Méditation à l’arboretum

Cette photo, intitulée « méditation », a récemment été exposée à la galerie Trinity du Centre Shenkman, dans le cadre de l’exposition collective Mosaic du groupe Arteast. Il s’agit d’une impression de format 16 x 20 sur papier Kodak métallique faite à partir d’un fichier numérique.

C’est à l’arboretum en mai 2015 que j’ai pris cette photo. Elle pourrait avoir été mise en scène, mais elle ne l’est pas. Depuis que j’habite Ottawa, je vais souvent me promener dans l’arboretum de la ferme expérimentale, et j’aime particulièrement cette parcelle entourée de ruisseaux (comme une île) où pousse tranquille un beau saule au tronc énorme.

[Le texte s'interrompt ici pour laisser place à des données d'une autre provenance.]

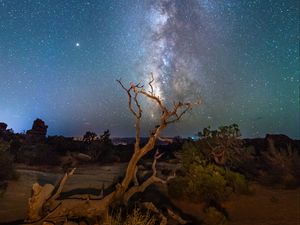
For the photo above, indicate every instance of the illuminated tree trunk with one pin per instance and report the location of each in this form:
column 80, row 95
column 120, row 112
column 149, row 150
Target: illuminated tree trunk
column 56, row 210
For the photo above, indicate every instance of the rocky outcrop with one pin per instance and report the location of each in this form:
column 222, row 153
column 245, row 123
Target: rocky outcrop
column 3, row 127
column 38, row 130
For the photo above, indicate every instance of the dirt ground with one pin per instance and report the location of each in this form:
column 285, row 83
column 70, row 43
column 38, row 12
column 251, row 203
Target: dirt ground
column 265, row 207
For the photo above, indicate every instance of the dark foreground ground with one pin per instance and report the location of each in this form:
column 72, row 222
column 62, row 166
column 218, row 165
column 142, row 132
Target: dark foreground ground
column 267, row 206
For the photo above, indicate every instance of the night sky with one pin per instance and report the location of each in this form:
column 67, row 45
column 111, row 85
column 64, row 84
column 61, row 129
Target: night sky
column 59, row 60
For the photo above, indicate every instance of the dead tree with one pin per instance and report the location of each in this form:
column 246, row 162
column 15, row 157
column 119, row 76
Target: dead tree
column 51, row 208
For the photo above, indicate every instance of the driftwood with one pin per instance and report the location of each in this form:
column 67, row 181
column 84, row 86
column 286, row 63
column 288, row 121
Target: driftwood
column 45, row 204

Quand mon fils Théo et moi sommes arrivés à bicyclette sur ce que nous appelons « l’île du grand saule », j’ai été intrigué par la jeune femme d’origine asiatique assise dans l’herbe. Elle tenait deux iPads sur ses cuisses et semblait méditer. J’ai fait signe à Théo de ne pas faire de bruit.

Un peu plus loin, j’ai déposé doucement mon vélo dans l’herbe et j’ai contemplé la scène. La juxtaposition de cet énorme tronc d’arbre avec cette toute petite femme m’a inspiré. J’ai sorti mon appareil photo – un Fuji X-E2, que j’ai presque toujours avec moi. Par chance, ce jour-là, l’appareil était équipé d’un zoom 18-55mm, ce qui m’a permis de cadrer rapidement. Pour qui aime la technique, les paramètres d’exposition étaient: ISO 200, focale 18mm, f5, 1/60.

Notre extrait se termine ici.